5.2 ggplot Aesthetics (I): Constant-Valued Aesthetics

Having learned how to generate a basic scatterplot using geom_point() in Section 5.1, we are now ready to introduce one of the most important ingredients in a geom, namely, the aesthetics. Aesthetics include distinct features that you can change that affect the appearances of a plot, including color, shape, and size.

There are in general three kinds of aesthetics:

  1. Constant-Valued Aesthetics: this type of aesthetics change the corresponding feature of a plot globally (for example, color = "red" will make everything red). This type of aesthetic specification appears as an argument of the geoms (for example geom_point()). This will be the focus of our current section.

  2. Local Aesthetic Mapping: this type of aesthetics (for example, color) will take possibly different values (different color values) for different data points depending on the mapped variables, only for the current geom. This type of aesthetic specification appears as an argument of the aes() function of the corresponding geom. We will cover this type of aesthetic in the next Section (Section 5.3).

  3. Global Aesthetic Mapping: this type of aesthetics will use possibly different values for different data points depending on the mapped variable, at the global level, which will be passed to all individual geoms. This type of aesthetic specification appears as an argument of the aes() function, which is an argument of the ggplot() function. We will cover this type of aesthetic in Section 5.7, where multiple geoms are used.

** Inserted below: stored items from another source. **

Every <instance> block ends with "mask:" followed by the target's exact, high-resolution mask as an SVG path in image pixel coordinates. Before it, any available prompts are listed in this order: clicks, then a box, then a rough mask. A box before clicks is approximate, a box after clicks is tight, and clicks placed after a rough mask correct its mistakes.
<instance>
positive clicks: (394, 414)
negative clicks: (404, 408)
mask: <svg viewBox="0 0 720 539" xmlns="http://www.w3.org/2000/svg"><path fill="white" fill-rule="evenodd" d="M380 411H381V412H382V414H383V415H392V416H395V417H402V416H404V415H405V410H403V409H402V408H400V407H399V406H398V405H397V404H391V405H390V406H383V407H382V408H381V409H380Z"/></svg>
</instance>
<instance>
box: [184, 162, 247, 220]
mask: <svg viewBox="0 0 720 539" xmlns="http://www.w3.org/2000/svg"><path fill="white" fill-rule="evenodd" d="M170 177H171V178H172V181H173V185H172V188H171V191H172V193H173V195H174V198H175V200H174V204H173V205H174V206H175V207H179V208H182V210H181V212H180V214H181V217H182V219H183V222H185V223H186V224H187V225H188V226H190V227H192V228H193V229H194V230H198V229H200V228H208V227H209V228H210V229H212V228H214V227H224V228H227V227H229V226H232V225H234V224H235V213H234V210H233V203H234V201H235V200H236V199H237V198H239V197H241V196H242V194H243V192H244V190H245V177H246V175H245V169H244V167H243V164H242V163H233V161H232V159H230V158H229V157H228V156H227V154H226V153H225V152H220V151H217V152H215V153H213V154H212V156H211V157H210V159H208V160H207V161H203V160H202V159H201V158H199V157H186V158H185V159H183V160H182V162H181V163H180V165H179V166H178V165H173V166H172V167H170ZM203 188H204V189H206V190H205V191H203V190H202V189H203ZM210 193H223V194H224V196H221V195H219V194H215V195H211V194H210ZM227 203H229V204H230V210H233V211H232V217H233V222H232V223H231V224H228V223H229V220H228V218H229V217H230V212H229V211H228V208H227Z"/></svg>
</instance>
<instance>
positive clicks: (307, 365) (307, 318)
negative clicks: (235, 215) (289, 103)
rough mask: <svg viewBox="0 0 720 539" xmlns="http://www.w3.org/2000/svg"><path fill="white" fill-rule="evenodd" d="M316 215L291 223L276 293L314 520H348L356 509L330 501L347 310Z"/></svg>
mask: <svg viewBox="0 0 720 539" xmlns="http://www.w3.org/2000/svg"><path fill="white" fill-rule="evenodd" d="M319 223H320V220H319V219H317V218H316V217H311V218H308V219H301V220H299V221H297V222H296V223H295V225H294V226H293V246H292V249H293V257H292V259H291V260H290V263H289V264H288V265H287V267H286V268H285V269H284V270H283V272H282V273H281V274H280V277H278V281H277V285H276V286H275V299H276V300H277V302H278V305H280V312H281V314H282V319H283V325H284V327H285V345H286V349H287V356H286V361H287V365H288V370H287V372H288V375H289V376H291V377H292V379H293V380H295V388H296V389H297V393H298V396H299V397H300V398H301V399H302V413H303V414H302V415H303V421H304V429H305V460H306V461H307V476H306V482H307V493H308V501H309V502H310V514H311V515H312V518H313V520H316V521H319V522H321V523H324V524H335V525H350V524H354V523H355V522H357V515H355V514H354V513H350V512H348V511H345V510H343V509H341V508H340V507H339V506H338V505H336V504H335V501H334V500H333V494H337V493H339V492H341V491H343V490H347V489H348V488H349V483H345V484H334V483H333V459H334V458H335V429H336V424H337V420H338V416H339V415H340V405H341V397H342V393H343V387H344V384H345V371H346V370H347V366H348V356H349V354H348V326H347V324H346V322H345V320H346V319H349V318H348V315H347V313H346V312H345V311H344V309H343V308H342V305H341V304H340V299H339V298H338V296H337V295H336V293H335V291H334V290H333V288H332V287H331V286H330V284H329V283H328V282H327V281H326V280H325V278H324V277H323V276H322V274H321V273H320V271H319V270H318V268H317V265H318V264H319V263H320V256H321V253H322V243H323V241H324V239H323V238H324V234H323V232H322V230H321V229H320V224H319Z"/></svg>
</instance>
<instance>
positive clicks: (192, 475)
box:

Note that although we will introduce aesthetics via the example of scatterplot, they are used for all kinds of plots which will be covered at a later time.

Let’s first review the code we used to generate the scatterplot between sugar and cholestrol in the gm2004 dataset.

library(ggplot2)
library(r02pro)
ggplot(data = gm2004) + 
  geom_point(mapping = aes(x = sugar, y = cholesterol))

Now, let’s see how to set Constant-Valued Aesthetic in geom_point().

a. Color

To change the color of all points, you can add a color argument in the geom_point() function. Note that it is placed outside of the aes() function, which is different from aesthetic mappings, to be covered in the next section.

ggplot(data = gm2004) + 
  geom_point(mapping = aes(x = sugar, y = cholesterol),
             color = "blue")

Clearly, all points are changed to blue.

b. Size

Similarly, you can set the size aesthetic in the geom_point() function to change the size of the all points.

ggplot(data = gm2004) + 
  geom_point(mapping = aes(x = sugar, y = cholesterol),
             size = 3)

Note that it is very common to set multiple constant valued aesthetic in a geom function.

ggplot(data = gm2004) + 
  geom_point(mapping = aes(x = sugar, y = cholesterol),
             color = "blue",
             size = 3)

You may notice that the points are now bigger than before. Looking at the plot, some points are overlapping with each other, which is sometimes called overplotting. To solve this issue, you can change the transparency level of the points by setting the alpha aesthetic.

c. Transparency

ggplot(data = gm2004) + 
  geom_point(mapping = aes(x = sugar, y = cholesterol),
             color = "blue",
             size = 3, 
             alpha = 0.5)

By setting alpha = 0.5, the points become more visible and the overplotting problem is largely alleviated.

d. Shape

Lastly, we can also change the shape of the points from the default 1 (circle) to other shapes by the shape argument in geom_point().

ggplot(data = gm2004) + 
  geom_point(mapping = aes(x = sugar, y = cholesterol),
             color = "blue",
             size = 3, 
             alpha = 0.5,
             shape = 2)

Now, we have all points blue, size of 3, of triangle shape, and of transparency level 0.5. Recall the collection of all shapes is available in Figure 5.1.

You are welcome to try different combinations of global aesthetics.

5.2.1 Exercises

  1. Using the sahp dataset, create a scatterplot with ggplot2 to visualize the relationship between lot_area (on the x-axis) and sale_price (on the y-axis) with all points of color purple and size 2.

  2. Using the gm2004 dataset, create a scatterplot with ggplot2 to visualize the relationship between BMI (on the x-axis) and cholesterol (on the y-axis) with all points of color pink, size 3, transparency 0.3, and shape of diamond.